Support bloom filter reading and writing for parquet #3023

alamb · 2022-11-05T10:50:10Z

Is your feature request related to a problem or challenge? Please describe what you are trying to do.

There are usecases where one wants to search a large amount of parquet data for a relatively small number of rows. For example, if you have distributed tracing data stored as parquet files and want to find the data for a particular trace.

In general, the pattern is "needle in a haystack type query" -- specifically a very selective predicate (passes on only a few rows) on high cardinality (many distinct values) columns.

The rust parquet crate has fairly advanced support for row group pruning, page level indexes, and filter pushdown. These techniques are quite effective when data is sorted and large contiguous ranges of rows can be skipped.
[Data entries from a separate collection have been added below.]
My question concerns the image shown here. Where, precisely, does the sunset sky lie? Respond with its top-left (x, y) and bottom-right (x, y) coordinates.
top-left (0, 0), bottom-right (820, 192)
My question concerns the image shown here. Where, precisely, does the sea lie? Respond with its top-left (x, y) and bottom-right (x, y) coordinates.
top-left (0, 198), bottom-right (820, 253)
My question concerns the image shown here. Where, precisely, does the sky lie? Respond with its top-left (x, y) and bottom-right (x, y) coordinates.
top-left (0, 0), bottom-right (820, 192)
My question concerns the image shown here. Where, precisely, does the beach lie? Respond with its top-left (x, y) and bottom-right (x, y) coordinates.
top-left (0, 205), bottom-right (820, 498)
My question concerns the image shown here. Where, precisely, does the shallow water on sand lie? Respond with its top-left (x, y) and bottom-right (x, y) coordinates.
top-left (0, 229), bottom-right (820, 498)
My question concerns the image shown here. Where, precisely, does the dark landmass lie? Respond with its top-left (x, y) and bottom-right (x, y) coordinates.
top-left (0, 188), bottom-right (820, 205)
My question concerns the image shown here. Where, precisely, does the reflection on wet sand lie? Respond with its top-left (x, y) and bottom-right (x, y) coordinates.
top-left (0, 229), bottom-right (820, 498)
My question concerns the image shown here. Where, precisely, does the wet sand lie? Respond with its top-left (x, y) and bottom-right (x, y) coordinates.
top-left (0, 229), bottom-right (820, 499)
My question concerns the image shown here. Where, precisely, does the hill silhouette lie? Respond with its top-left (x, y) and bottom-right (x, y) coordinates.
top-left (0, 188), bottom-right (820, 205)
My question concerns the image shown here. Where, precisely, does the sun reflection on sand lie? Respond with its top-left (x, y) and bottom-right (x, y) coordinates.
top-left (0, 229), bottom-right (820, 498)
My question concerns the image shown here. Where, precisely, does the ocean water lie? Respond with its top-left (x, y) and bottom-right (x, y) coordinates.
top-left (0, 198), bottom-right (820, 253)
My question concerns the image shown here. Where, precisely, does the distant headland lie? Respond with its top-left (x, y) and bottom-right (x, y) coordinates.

However, doing needle in the haystack queries still often requires substantial amounts of CPU and IO

One challenge is that for typical high cardinality columns such as ids, they often (by design) span the entire range of values of the data type

For example, given the best case when the data is "optimally sorted" by id within a row group, min/max statistics can not help skip row groups or pages. Instead the entire column must be decoded to search for a particular value

┌──────────────────────────┐                WHERE                 
│            id            │       ┌─────── id = 54322342343      
├──────────────────────────┤       │                              
│       00000000000        │       │                              
├──────────────────────────┤       │    Selective predicate on a  
│       00054542543        │       │    high cardinality column   
├──────────────────────────┤       │                              
│           ...            │       │                              
├──────────────────────────┤       │                              
│        ??????????        │◀──────┘                              
├──────────────────────────┤          Can not rule out ranges     
│           ...            │            using min/max values      
├──────────────────────────┤                                      
│       99545435432        │                                      
├──────────────────────────┤                                      
│       99999999999        │                                      
└──────────────────────────┘                                      
                                                                  
  High cardinality column:                                        
    many distinct values                                          
          (sorted)                                                
                                                                  
┌ ─ ─ ─ ─ ─ ─ ─ ─ ─ ─ ┐                                           
   min: 00000000000                                               
│  max: 99999999999   │                                           
                                                                  
│       Metadata      │                                           
 ─ ─ ─ ─ ─ ─ ─ ─ ─ ─ ─

Describe the solution you'd like
The parquet file format has support for bloom filters: https://github.com/apache/parquet-format/blob/master/BloomFilter.md

A bloom filter is a space efficient structure that allows determining if a value is not in a set quickly. So for a parquet file with bloom filters for id in the metadata, the entire row group can be skipped if the id is not present:

┌──────────────────────────┐                WHERE                
│            id            │      ─ ─ ─ ─ ─ id = 54322342343     
├──────────────────────────┤     │                               
│       00000000000        │           Can quickly check if      
├──────────────────────────┤     │    the value  54322342343     
│       00054542543        │             is not present by       
├──────────────────────────┤     │     consulting the Bloom      
│           ...            │                  Filter             
├──────────────────────────┤     │                               
│        ??????????        │                                     
├──────────────────────────┤     │                               
│           ...            │                                     
├──────────────────────────┤     │                               
│       99545435432        │                                     
├──────────────────────────┤     │                               
│       99999999999        │                                     
└──────────────────────────┘     │                               
  High cardinality column:                                       
    many distinct values         │                               
          (sorted)                                               
                                 │                               
                                                                 
┌ ─ ─ ─ ─ ─ ─ ─ ─ ─ ─ ─ ─ ─      │                               
                           │                                     
│    bloom_filter: ....  ◀ ─ ─ ─ ┘                               
                           │                                     
│  min: 00000000000                                              
   max: 99999999999        │                                     
│                                                                
        Metadata           │                                     
└ ─ ─ ─ ─ ─ ─ ─ ─ ─ ─ ─ ─ ─

I would like the parquet crate to

support optionally writing Parquet bloom filters into the metadata
support using parquet bloom filters during read to make "needle in the haystack" type queries go quickly by skipping entire row groups if the item is not in the bloom filter.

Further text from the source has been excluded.